Phase I/ II Study of Cisplatin plus Nab‐Paclitaxel with Concurrent Thoracic Radiotherapy for Patients with Locally Advanced Non‐Small Cell Lung Cancer

Lessons Learned The combination of cisplatin plus nab‐paclitaxel with concurrent thoracic radiotherapy in unresectable stage III non‐small cell lung cancer is a promising therapeutic strategy. Further investigation is warranted.Background We conducted a phase I/II trial of cisplatin plus nab‐paclitaxel with concurrent thoracic radiotherapy for locally advanced non‐small cell lung cancer (NSCLC) to determine the recommended dose (RD) of nab‐paclitaxel and to evaluate the safety and efficacy of this regimen. Methods In the phase I study, escalating doses of weekly nab‐paclitaxel were administered together with cisplatin at 75 mg/m 2 every 3 weeks and concurrent radiotherapy. In the phase II study, nab‐paclitaxel was administered at the RD. Results In the phase I study, whereas no dose‐limiting toxicity (DLT) was observed with nab‐paclitaxel at 50 or 60 mg/m 2 , one of six patients experienced DLT (esophagitis of grade 3) at 70 mg/m 2 , determined as the RD. Twenty‐four patients at RD were evaluable for safety and efficacy in phase II. Common toxicities included esophagitis (87.5%) and leukopenia (79.2%).
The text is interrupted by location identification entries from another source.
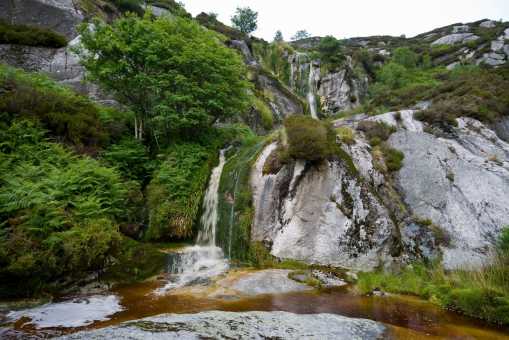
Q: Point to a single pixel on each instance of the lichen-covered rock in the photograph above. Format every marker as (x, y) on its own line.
(59, 15)
(320, 213)
(251, 325)
(455, 38)
(461, 183)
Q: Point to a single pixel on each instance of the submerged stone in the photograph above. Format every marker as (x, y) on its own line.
(252, 325)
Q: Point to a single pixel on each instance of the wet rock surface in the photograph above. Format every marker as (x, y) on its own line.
(252, 325)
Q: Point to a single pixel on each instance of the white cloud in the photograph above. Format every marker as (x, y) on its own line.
(350, 18)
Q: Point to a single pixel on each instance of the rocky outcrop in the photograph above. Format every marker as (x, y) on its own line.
(320, 213)
(61, 16)
(455, 38)
(251, 325)
(450, 198)
(336, 91)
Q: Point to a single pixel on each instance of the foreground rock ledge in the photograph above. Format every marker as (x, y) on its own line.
(252, 325)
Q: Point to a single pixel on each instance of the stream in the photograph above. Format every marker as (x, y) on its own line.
(199, 278)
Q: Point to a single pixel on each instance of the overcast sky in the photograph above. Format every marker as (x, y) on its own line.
(354, 18)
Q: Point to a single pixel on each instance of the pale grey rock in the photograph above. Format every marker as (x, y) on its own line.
(321, 214)
(340, 93)
(461, 29)
(241, 46)
(455, 38)
(492, 59)
(472, 208)
(59, 15)
(250, 325)
(271, 281)
(488, 24)
(497, 45)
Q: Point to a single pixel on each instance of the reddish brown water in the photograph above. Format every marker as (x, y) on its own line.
(408, 318)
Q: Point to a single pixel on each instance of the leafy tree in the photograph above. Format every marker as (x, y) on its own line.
(245, 20)
(175, 76)
(302, 34)
(278, 37)
(331, 51)
(405, 57)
Pneumonitis and treatment‐related deaths were not observed, but 20 patients (83.3%) experienced radiation pneumonitis, with one case of grade 3 and four of grade 2, after completion of concurrent chemoradiotherapy. The 2‐year overall survival and progression‐free survival rates were 73.9% and 56.5% (95% confidence interval [CI], 34.3%–74.7%), respectively. Conclusion Concurrent chemoradiation with nab‐paclitaxel at 70 mg/m 2 and cisplatin at 75 mg/m 2 every 3 weeks showed encouraging feasibility and activity for locally advanced NSCLC.